Roddy Doyle's books are basically everything I know about Ireland.
posted by jessicapierce at 11:08 PM on February 22, 2011


Orhan Pamuk and Turkey, especially Istanbul.
posted by mdonley at 11:25 PM on February 22, 2011


Actually, The Blue Castle is the only LM Montgomery novel set entirely outside PEI, in Ontario
posted by Eyebrows McGee at 6:33 AM on February 23, 2011


Mr. McGee -- yes, that was nagging at me. And then I forgot. Thanks for figuring out where Muskoka is.
posted by Margalo Epps at 8:36 AM on February 23, 2011


Iain Sinclair - London.
Wikipedia. Official Unofficial Website.
posted by paduasoy at 3:37 PM on February 23, 2011


Raymond Carver -- the Pacific Northwest
T.C. Boyle -- Alaska
Jhumpa Lahiri -- Boston/Cambridge, MA
posted by spinto at 10:59 AM on March 7, 2011


Kate DiCamillo - Florida, cracker-style (Northern and Panhandle mostly - the "southern" regions of Florida have become kind of blotched over the state between Northern immigration areas): The Tiger Rising and Because of Winn-Dixie (both childrens books, but TTR is especially excellent).

Gabriel Garcia Marquez - Macondo, Columbia

John Steinbeck - Northern California

And someone else already wrote Breece D'J Pancake, but he was who I came here to write, so I'll add on his very eloquent/homesick statement about West Virginia: "I'm going to come back to West Virginia when this is over.
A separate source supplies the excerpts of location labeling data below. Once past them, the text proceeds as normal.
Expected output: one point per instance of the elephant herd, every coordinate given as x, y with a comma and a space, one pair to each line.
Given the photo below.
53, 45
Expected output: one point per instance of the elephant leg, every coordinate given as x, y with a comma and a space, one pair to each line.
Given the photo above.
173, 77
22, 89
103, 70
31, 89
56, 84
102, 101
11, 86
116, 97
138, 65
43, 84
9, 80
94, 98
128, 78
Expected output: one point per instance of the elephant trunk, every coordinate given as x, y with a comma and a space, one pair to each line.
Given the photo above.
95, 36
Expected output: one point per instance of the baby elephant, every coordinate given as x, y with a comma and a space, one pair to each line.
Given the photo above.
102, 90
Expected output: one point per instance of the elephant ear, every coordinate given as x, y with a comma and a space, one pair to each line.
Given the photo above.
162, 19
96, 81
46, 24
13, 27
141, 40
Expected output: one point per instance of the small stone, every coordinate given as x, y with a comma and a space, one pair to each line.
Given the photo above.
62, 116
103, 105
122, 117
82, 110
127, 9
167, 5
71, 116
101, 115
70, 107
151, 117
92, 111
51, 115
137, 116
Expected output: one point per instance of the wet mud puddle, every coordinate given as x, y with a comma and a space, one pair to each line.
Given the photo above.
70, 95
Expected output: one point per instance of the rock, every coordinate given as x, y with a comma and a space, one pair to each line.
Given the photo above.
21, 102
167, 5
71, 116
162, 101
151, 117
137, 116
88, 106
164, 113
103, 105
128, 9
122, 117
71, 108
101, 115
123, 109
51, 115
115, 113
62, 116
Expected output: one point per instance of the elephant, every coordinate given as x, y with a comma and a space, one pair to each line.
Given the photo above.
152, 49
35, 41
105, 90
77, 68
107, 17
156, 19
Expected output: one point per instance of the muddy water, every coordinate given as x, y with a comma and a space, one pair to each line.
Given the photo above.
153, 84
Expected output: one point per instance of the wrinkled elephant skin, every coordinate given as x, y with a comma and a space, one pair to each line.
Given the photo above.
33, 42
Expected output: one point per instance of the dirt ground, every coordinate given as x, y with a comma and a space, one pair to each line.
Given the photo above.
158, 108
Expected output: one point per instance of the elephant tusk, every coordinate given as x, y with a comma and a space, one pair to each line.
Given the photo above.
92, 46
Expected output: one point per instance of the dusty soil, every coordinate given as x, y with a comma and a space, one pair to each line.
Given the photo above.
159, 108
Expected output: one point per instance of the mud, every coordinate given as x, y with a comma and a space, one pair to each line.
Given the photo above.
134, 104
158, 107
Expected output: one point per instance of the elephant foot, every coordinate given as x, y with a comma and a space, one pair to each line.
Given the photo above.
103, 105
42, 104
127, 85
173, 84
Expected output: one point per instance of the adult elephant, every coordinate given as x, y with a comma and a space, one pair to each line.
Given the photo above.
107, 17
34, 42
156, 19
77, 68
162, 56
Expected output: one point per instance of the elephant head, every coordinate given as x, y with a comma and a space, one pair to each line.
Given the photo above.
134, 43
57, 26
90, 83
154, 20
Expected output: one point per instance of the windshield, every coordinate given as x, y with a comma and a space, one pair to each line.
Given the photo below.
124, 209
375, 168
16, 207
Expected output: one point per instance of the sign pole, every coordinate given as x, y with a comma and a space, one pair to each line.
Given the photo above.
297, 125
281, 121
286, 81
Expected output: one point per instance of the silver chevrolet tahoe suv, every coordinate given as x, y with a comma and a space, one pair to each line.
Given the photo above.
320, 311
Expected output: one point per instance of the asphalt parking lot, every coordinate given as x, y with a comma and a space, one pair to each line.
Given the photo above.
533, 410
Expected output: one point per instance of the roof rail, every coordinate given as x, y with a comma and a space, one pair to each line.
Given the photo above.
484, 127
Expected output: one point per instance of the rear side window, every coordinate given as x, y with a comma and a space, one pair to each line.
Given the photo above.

There's something ancient and deeply-rooted in my soul. I like to think that I have left my ghost up one of those hollows, and I'll never really be able to leave for good until I find it. And I don't want to look for it, because I might find it and have to leave."

Personally, I'm always trying to find stories rooted in a particular place and examining the place as a sort of character, so I'm glad for this entry.